Anthony draws attention to some really important aspects of new rail station design and site redevelopment. He helps us to see what ‘good’ might look like, as well as reminding us that the traditional commercial development can, in fact, bring a repetition of our past mistakes.
For me, the initial examples from the East Japan Railway read as cautionary tales, rather than blueprints for the future. We know that there are great commercial development opportunities in and around central rail stations. They can make or break a project business case. Hotels, office and retail developments can be transformative. But they can also scar a city for a generation. High-spec hotel and high-rise commercial developments alone do not bring any guarantee of success when the objective is creating a station with a sense of place. Thankfully, in the UK, we have Birmingham New Street and London King’s Cross to remind us how a standard should be set - defining new terms in the relationship between traveller, retailer and developer.
Let’s not forget that passenger (and rail media) pressure can (almost literally) pull superfluous retail out from the centre of our precious station concourses. When passenger numbers rocket, as we have seen in the past decade, a concourse serves as an important safety valve in times of train disruption.
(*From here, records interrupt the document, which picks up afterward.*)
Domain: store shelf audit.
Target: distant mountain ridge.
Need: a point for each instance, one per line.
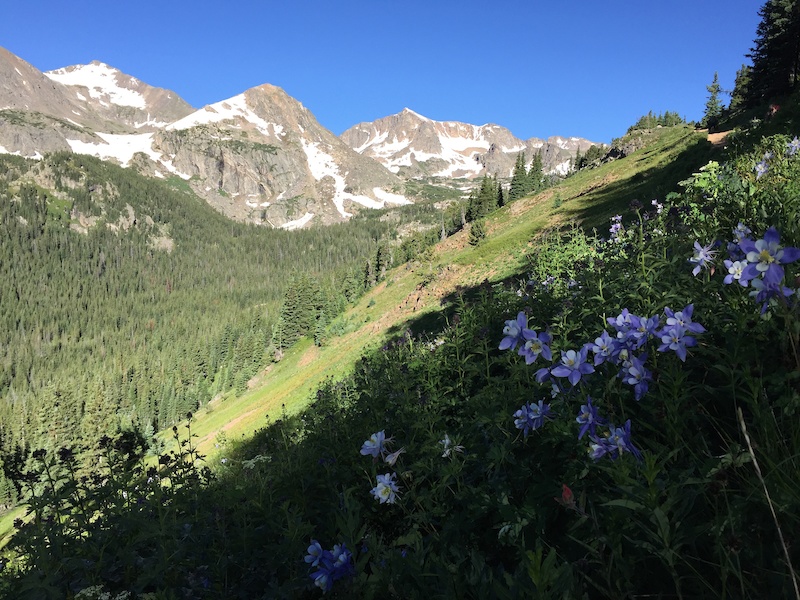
(415, 146)
(260, 156)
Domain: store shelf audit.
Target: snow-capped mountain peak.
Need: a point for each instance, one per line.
(105, 84)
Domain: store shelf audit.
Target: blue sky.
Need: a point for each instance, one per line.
(572, 68)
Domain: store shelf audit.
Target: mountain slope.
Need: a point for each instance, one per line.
(415, 146)
(259, 157)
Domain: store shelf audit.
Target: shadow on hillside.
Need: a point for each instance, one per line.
(644, 186)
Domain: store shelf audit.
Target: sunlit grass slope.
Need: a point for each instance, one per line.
(421, 291)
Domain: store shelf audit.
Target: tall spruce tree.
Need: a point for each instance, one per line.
(519, 179)
(713, 104)
(776, 53)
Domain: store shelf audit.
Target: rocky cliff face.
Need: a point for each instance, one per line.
(414, 146)
(259, 156)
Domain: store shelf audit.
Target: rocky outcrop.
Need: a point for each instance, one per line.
(414, 146)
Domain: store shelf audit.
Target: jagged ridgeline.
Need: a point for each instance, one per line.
(127, 301)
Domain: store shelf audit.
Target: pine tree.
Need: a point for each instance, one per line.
(713, 105)
(741, 90)
(776, 53)
(519, 179)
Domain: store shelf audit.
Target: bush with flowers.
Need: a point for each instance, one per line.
(622, 423)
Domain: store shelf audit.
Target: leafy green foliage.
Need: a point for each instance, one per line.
(483, 510)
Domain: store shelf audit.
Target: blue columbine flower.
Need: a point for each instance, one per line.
(331, 565)
(684, 319)
(793, 147)
(765, 257)
(375, 445)
(573, 366)
(735, 270)
(531, 416)
(588, 419)
(764, 292)
(386, 491)
(703, 257)
(535, 344)
(513, 332)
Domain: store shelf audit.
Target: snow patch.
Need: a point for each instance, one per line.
(122, 148)
(385, 196)
(101, 81)
(298, 223)
(226, 110)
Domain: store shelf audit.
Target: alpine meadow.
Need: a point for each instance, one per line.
(243, 358)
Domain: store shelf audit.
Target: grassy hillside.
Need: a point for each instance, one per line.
(421, 294)
(472, 430)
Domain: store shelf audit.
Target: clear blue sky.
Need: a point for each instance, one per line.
(586, 68)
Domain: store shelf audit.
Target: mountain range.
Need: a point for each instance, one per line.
(260, 156)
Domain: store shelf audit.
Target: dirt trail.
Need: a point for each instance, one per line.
(718, 138)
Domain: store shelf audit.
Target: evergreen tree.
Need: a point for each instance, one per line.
(776, 53)
(519, 179)
(535, 176)
(713, 105)
(741, 90)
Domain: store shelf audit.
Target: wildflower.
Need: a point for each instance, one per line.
(735, 269)
(535, 344)
(740, 232)
(620, 437)
(684, 319)
(703, 256)
(766, 257)
(793, 147)
(615, 442)
(449, 446)
(588, 418)
(386, 491)
(573, 366)
(531, 416)
(375, 445)
(513, 332)
(331, 565)
(392, 458)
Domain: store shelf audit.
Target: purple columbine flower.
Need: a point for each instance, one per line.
(531, 416)
(573, 366)
(765, 257)
(512, 332)
(588, 419)
(620, 437)
(386, 491)
(735, 270)
(535, 344)
(376, 444)
(764, 292)
(793, 147)
(684, 319)
(703, 257)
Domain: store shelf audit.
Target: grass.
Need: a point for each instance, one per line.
(419, 293)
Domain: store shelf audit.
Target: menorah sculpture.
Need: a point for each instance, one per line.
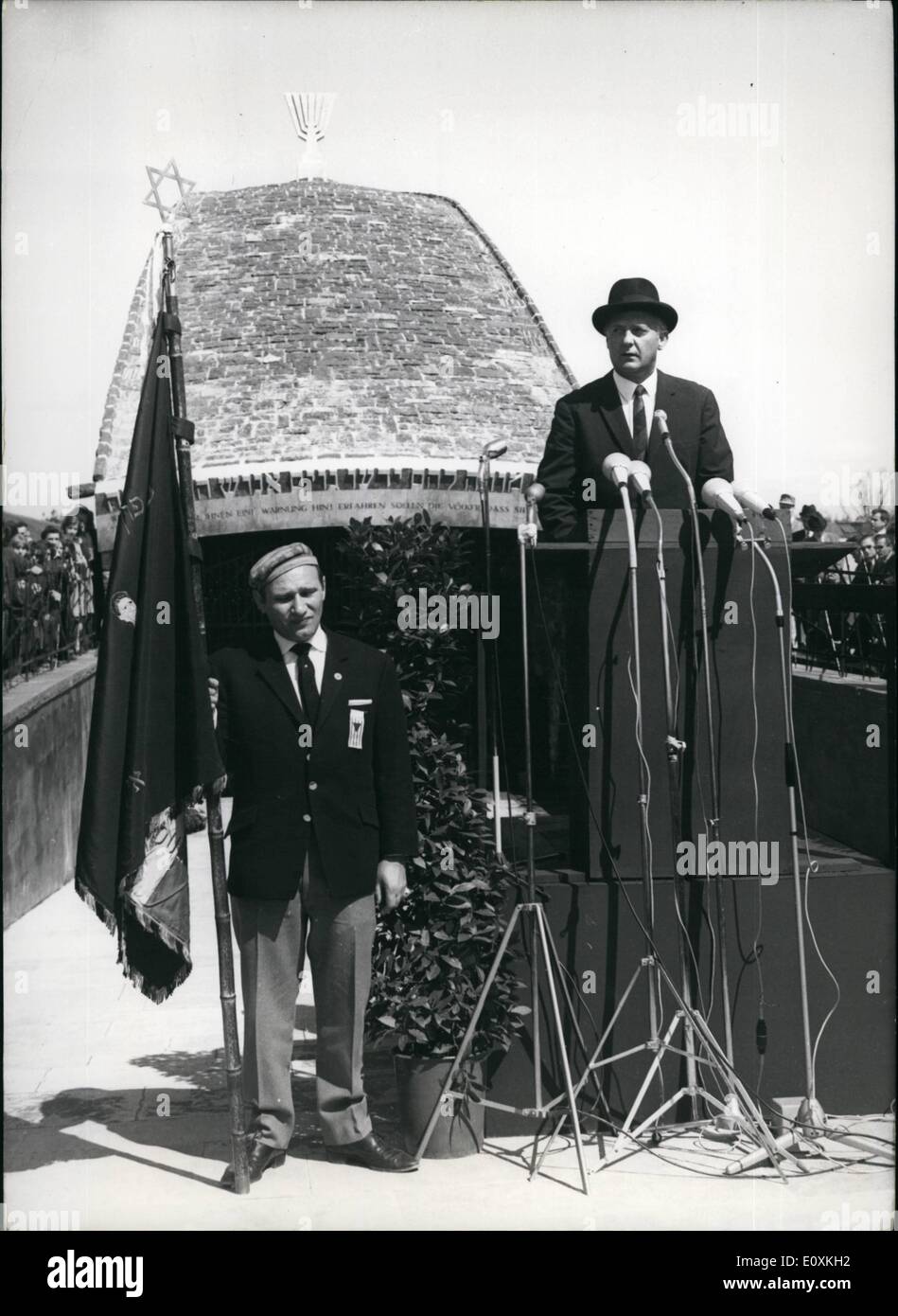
(310, 112)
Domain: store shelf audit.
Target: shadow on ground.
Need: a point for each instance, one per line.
(189, 1119)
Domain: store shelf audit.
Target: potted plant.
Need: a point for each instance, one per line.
(432, 953)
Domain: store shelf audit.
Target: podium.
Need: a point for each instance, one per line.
(736, 644)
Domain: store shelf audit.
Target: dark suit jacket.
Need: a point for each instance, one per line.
(360, 802)
(590, 425)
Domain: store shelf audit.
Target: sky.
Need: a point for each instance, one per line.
(739, 155)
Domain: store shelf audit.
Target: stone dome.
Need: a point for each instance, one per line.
(326, 323)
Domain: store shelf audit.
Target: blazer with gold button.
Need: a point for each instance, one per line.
(351, 785)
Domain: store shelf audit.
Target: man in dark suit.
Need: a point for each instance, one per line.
(313, 733)
(617, 414)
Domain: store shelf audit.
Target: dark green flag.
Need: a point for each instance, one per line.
(151, 735)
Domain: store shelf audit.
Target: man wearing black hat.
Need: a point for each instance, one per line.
(313, 733)
(618, 414)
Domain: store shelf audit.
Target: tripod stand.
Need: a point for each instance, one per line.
(747, 1117)
(532, 915)
(811, 1121)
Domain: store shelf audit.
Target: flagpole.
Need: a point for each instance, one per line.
(183, 439)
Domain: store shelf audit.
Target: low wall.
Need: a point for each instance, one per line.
(46, 722)
(847, 766)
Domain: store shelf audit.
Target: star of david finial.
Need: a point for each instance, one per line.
(185, 187)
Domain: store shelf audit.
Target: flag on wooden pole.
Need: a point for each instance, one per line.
(151, 735)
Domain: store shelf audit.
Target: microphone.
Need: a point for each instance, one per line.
(753, 503)
(718, 492)
(617, 468)
(641, 478)
(495, 449)
(534, 493)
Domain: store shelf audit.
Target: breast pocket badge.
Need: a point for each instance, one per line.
(357, 726)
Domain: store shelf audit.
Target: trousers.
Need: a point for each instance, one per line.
(270, 934)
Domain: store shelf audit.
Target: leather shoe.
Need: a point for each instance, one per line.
(260, 1158)
(372, 1154)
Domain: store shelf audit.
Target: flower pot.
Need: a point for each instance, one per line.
(459, 1129)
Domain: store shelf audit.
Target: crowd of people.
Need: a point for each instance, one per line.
(846, 638)
(870, 542)
(51, 593)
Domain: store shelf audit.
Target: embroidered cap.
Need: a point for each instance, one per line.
(273, 563)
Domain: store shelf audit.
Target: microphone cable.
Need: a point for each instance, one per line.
(756, 948)
(813, 866)
(718, 1050)
(675, 695)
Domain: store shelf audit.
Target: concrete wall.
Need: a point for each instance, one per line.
(44, 732)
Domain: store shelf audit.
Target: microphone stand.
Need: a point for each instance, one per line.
(532, 912)
(490, 660)
(731, 1116)
(714, 822)
(675, 749)
(811, 1121)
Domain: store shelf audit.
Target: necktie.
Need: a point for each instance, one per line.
(308, 687)
(639, 428)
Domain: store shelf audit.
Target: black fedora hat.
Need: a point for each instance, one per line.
(634, 295)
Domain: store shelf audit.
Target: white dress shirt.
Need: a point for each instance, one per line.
(627, 387)
(317, 654)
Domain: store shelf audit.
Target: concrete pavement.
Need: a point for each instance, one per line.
(115, 1119)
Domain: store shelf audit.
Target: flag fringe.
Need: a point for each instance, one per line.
(105, 916)
(141, 915)
(158, 995)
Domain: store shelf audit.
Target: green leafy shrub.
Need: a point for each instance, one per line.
(431, 954)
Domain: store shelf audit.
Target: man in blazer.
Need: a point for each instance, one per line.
(618, 414)
(313, 733)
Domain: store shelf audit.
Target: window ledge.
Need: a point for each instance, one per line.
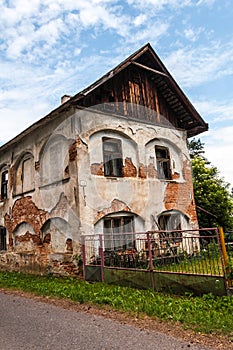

It is about getting the balance right. And several ideas - such as encouraging suburban and regional markets, crafts and specialist retail to benefit from the natural connectivity of stations - strike a chord with our regional devolution agenda, as Britain’s newly empowered regional transport authorities find ways to break the investment deadlock that appears to surround so many stations on the network. Comments from Manchester and Birmingham illustrate that local planners are clearly flush with ideas and innovations, as well as looking forward to inward investment.
In fact, the opportunity to showcase local goods is a logical development. Even the more sophisticated motorway service centres, such as Westmorland, have learned the value of a transport centre as a regional shop window. Why not railway stations?
One can offer further international examples of stations that have gone right and wrong, proving that optimism alone does not pay. There are some notorious stops on the French high-speed network that have failed to act as catalysts for local development. The answer lies in getting the right local solution, and the right balance between transport and development opportunity. We need a scientific approach. We need tools to help us to monitor and understand this balance and to fight off the inevitable pressure towards a ‘do minimum’ planning option.
The article cites Vancouver’s Brent Toderian: “It is easier to increase densities in city centres - the real challenge is how well we do the suburbs, where the car too often remains the default choice.” Check out Mockingbird station in Dallas - this particular development used light rail and existing warehousing to create a mixed-use suburban regeneration, with new pedestrian links and improvements to the porosity of the site, which can often be a source of difficulty in rail projects where rail tracks divide communities, rather than bringing people together.
Getting the balance right is not easy. But at least station designers are no longer just talking about trains, or Brief Encounter.